We had some sort of yummy steak in a sauce for lunch together with octopus rice, green beans and carrot, beetroot salad and a tomato salad, followed by fresh fruit.
No siesta today. The boat had already travelled to another island so we grabbed our snorkelling gear and headed off in the zodiacs to the island, which had a bright red beach.
First we went for a short walk to this little lake just behind the first dune. It is a lake that would regularly get salt water and is the home to a colony of flamingos. Only 3 at home today but they obliged by swimming close to the shore by the time we got back from our walk.
The walk took us up and over a hill where we got great views and then over to the windy side. On the way, Laura spotted the orange tail of a snake under a cactus. It was about 1m long but quite thin with a small head. Jacinto says it’s a Racer Snake and that one would be an adult. It is a constrictor rather than venomous and quite timid.
After the walk we headed back to our snorkelling gear and had about 45 minutes swimming along the cliff edge. I had a sea lion swimming along beside me to start with. Lots of brightly coloured fish, some of the quite big. There were also huge schools of fish that might be sardines all along the edge of the cliffs. There were more starfish this afternoon but no sharks, although we’d spotted a couple from the windy side when we looked down.
We snorkelled as far as where it got too rough and wavy and then back to the beach. That is our last snorkel on this trip.
On our return to the boat it was hot chocolate for afternoon tea together with these yummy banana donut things. Having a shower was tricky as the boat was on the move quickly and it’s quite rough. I got thrown against the door knob coming out of the bathroom and suspect that will leave a tender bruise for a day or so. We can’t be going too far as the boat is always anchored when we eat.

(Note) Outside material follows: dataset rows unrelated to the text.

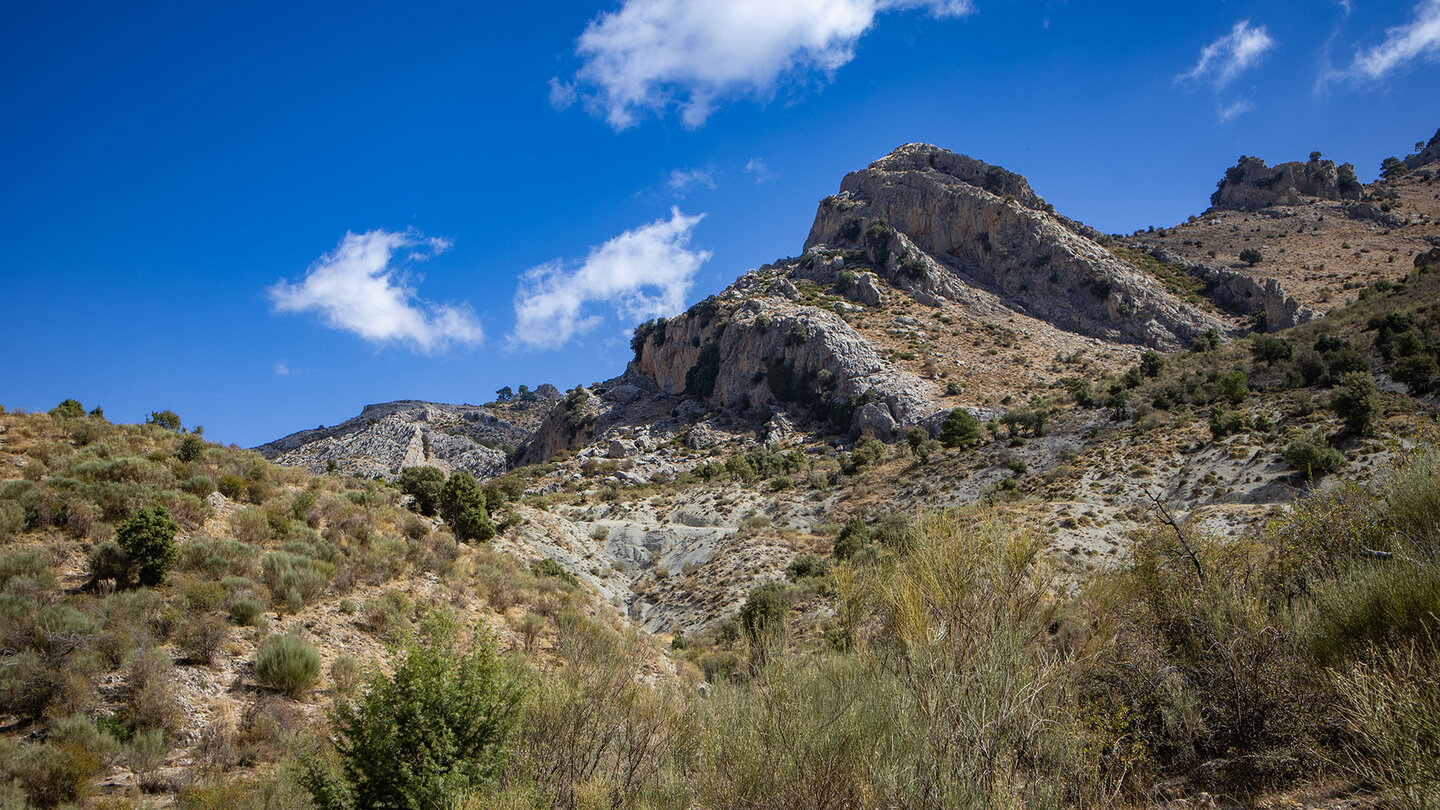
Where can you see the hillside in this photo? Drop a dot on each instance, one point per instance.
(968, 505)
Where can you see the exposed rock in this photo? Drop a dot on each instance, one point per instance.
(622, 394)
(876, 420)
(569, 425)
(392, 435)
(1252, 185)
(1242, 293)
(779, 431)
(866, 290)
(702, 437)
(1368, 211)
(771, 352)
(951, 232)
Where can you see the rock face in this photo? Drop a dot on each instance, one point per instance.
(964, 222)
(1250, 185)
(1242, 293)
(392, 435)
(768, 352)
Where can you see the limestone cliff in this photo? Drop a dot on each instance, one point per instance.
(979, 225)
(392, 435)
(1250, 185)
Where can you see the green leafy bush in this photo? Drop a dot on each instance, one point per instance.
(144, 549)
(428, 735)
(961, 428)
(1314, 457)
(287, 663)
(807, 565)
(765, 608)
(425, 486)
(462, 506)
(1357, 402)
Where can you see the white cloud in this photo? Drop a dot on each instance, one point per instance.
(1229, 111)
(1417, 39)
(694, 54)
(683, 180)
(357, 288)
(644, 273)
(1229, 56)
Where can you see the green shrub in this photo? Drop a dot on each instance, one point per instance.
(249, 525)
(1419, 372)
(961, 428)
(869, 451)
(202, 637)
(851, 538)
(1413, 503)
(62, 768)
(1393, 706)
(428, 735)
(246, 613)
(1314, 457)
(1224, 423)
(1269, 349)
(763, 610)
(425, 486)
(149, 539)
(1234, 386)
(1381, 604)
(807, 565)
(344, 675)
(462, 506)
(68, 410)
(192, 448)
(293, 578)
(287, 663)
(1357, 402)
(549, 567)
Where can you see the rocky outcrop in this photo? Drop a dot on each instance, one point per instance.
(1242, 293)
(568, 427)
(1371, 212)
(761, 353)
(1426, 156)
(954, 231)
(388, 437)
(1252, 185)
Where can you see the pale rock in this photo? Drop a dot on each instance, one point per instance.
(961, 222)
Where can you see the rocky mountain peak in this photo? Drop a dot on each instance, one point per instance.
(1426, 156)
(965, 224)
(1252, 185)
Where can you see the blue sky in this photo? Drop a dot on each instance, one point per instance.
(267, 215)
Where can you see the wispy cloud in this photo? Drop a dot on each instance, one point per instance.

We had the farewell meeting and complimentary pinacolada before dinner. Pam and Nigel had thought to make an award ceremony. Nigel dressed up as a Frigate bird with a black hood and pair of tongs for a beak and a red top tucked into the neck of his shirt. He’s tall and thin and did a remarkably good imitation.
Pam and drawn Boobies in each sheet of notepaper and had an individual citation for everyone. Mike’s was for booking the honeymoon suite out from under the honeymooners and mine was for having a top shelf taste (gin and whiskey) and best knowledge of current affairs (know it all ?). It was very well done and all the citations were very appropriate and taken in good humour.
After dinner we had to get packed as it will be a 6am start. We also had to pay our bar bill, wet suit hire and put the crew and guide tips into the envelopes supplied to our rooms. The trip information gives you a suggested range for the tips: US$8-10 per day per person for the guide and US$12-14 per person per day for the crew collectively, which is divided around the 7 of them. I hope the chefs get plenty. It’s a miracle what they can produce out of a tiny galley and when the boat is often rolling all over the place. On the way back to the cabin we stopped to see the sharks that Kay had spotted off the back of the boat. There were 3 at first. Quite a lot bigger in girth than last night and then the number swelled to 8 while we were watching. They were Oceanic White Tips evidently and looked pretty menacing but probably wouldn’t take on any of us individually. They didn’t seem hungry but had a sea lion and a Pelican nervous. At one stage 3 of them circled the pelican so it took itself off. The sea lion stayed just under the edge of the boat and didn’t flaunt its presence too much, but clearly they could have taken it if they were so inclined. All of them were at least 2m long and reasonably chunky.
The boat is at anchor all night so nice and smooth.